IP spoofing ( internet protocol spoofing) – Everything you do on the Internet arrives or is sent in packets, and each packet carries the address of its sender. The idea of internet criminals is to create packages with a fake source address. This type is used in an attack on the network infrastructure, where attempts are made to fool the recipient's computer operating system and its authentication systems so that the attackers take control of computers and the local area network.
URL spoofing – This is an attempt to display the Universal Resource Locator (URL) or address of a fake website as the URL of a real page. For this method, security vulnerabilities in internet browsers are most often used. You get fake web addresses most often in emails and you go to them by recklessly clicking on the links in the e-mail.

Preventing payment card misuse

Dear clients,

At a time when the use of payment cards has become a necessity, and every day misuse of the same happens, we would like to send some useful tips for carefree use of payment cards both at ATMs and POS devices, as well as for secure payment via the Internet.

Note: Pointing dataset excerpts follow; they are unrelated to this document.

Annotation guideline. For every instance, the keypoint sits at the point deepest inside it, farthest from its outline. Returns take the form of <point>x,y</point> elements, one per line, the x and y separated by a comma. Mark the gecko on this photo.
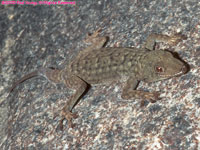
<point>98,64</point>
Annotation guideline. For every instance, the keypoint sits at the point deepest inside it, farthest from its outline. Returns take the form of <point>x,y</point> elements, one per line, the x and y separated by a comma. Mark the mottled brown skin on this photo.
<point>97,65</point>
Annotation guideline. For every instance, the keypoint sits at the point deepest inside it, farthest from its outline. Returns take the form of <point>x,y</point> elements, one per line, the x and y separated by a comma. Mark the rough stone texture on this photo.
<point>32,37</point>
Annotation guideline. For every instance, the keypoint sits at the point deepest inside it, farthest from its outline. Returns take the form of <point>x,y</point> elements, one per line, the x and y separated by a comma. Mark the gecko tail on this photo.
<point>49,73</point>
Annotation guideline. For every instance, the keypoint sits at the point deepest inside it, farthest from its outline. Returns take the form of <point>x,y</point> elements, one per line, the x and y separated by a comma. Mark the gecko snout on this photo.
<point>184,69</point>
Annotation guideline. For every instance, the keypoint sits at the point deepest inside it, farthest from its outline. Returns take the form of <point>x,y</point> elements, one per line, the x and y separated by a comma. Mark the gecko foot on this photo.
<point>176,38</point>
<point>68,116</point>
<point>153,97</point>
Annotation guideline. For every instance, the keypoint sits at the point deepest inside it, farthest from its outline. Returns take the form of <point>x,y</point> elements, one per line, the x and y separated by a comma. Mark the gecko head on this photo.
<point>162,65</point>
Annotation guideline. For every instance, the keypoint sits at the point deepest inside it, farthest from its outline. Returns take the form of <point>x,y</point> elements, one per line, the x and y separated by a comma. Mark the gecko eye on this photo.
<point>159,69</point>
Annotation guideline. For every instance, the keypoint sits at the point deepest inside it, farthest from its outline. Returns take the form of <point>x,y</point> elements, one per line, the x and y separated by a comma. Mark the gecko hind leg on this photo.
<point>81,87</point>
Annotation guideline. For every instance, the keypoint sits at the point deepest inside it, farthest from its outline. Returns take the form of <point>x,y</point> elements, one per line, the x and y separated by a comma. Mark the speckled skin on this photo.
<point>97,65</point>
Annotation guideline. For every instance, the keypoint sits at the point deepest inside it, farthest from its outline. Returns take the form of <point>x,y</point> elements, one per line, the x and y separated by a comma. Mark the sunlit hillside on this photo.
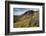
<point>28,19</point>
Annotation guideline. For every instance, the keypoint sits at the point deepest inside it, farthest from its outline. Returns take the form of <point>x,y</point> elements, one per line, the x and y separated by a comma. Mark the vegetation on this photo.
<point>27,20</point>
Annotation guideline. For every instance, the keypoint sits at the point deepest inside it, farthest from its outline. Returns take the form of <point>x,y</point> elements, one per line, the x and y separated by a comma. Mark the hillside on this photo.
<point>28,19</point>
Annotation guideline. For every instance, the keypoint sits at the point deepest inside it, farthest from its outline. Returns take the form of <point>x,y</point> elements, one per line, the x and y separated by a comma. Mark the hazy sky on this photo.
<point>20,11</point>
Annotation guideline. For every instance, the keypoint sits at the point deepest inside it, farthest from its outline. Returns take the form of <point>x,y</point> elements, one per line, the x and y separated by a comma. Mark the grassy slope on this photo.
<point>25,22</point>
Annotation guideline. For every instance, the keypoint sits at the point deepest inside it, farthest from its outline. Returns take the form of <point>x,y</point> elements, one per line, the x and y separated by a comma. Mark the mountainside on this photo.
<point>29,19</point>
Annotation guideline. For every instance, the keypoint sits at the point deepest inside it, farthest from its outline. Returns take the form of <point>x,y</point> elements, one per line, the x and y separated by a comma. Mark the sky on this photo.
<point>20,11</point>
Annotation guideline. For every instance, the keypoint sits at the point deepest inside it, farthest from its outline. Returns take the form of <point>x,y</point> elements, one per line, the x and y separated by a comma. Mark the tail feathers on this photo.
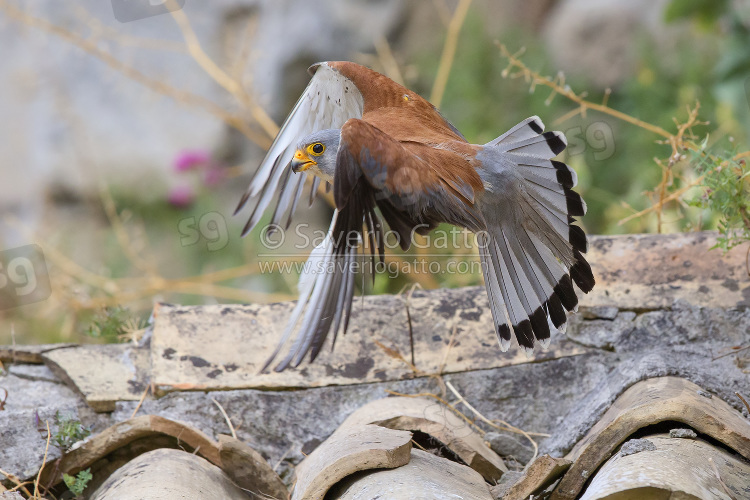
<point>531,258</point>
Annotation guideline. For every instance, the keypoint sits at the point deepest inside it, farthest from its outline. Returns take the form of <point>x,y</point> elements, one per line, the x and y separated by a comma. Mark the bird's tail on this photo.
<point>531,251</point>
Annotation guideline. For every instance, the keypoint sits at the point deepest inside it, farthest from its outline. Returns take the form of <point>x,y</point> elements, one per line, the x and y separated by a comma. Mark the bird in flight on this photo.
<point>388,153</point>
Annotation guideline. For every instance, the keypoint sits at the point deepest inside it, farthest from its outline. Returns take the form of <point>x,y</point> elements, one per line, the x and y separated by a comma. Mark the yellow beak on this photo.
<point>301,162</point>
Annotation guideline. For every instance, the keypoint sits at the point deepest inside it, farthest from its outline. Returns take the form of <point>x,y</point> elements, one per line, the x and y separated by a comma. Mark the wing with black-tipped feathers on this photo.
<point>329,100</point>
<point>532,252</point>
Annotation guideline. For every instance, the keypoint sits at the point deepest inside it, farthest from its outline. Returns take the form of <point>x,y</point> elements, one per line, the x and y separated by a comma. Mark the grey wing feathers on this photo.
<point>324,104</point>
<point>326,289</point>
<point>532,244</point>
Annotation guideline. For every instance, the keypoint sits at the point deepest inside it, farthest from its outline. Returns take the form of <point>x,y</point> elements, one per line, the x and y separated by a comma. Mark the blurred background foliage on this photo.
<point>149,245</point>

  1. For each individual card, a unique PIN (Personal Identification Number/ Personal identification number) is assigned, which must be remembered, and the notice on which it is recorded must be destroyed. The PIN should never be written on a card or any other document, stored on a mobile device and the like. Therefore, it is necessary to take all necessary measures to make the card and PIN safe and inaccessible to third parties.
  2. When entering the PIN, it is necessary to cover the keyboard with a free hand in order to prevent third parties from coming into possession of it.
  3. When using the card on POS devices, the user must not allow the card to go out of his sight, because at these points of sale the cards are most often forged by copying data from the magnetic stripe. Otherwise, do the same at your own risk.
  4. For each transaction, request a Transaction Certificate and keep it from your records and do not throw it away until you have torn it into small pieces.
  5. If you want to use an ATM, and you have noticed that a certain person nearby is behaving suspiciously, or you have noticed suspicious accessories installed at the ATM, in which case, choose another ATM where you will make the transaction. It is advisable to notify the bank if you have noticed that something suspicious has been installed on the ATM.
  6. When paying online, avoid:
    – unverified websites,
    – use of computers accessible to third parties,
    – using computers that do not have antivirus software installed,
    – use of public, unprotected wi-fi networks.
  7. So, buy/pay on well-known and verified websites (the website on which you make a payment starts with "https") and always print the complete available supporting documentation!
  8. Never give the card to someone to photocopy it or to copy data from it, and do not send it scanned by e-mail, because it contains the full number of your card and on the back of the card there is a CVV /CVC number /code (Card Verification Value/Code). CVV/CVC is a three-digit number in a white square with the help of which payment via the Internet is made, i.e. when the card is not physically available and where it is not possible to require a PIN.
  9. In the event that the card is lost, misplaced, stolen or you have a suspicion of card misuse and that any unauthorized person has learned the PIN or card number, it is necessary to block the card without delay by calling +387 (0)33 652 888. Blocking the card prevents its continued use. The same applies in the event that the ATM kept the card for an unknown reason.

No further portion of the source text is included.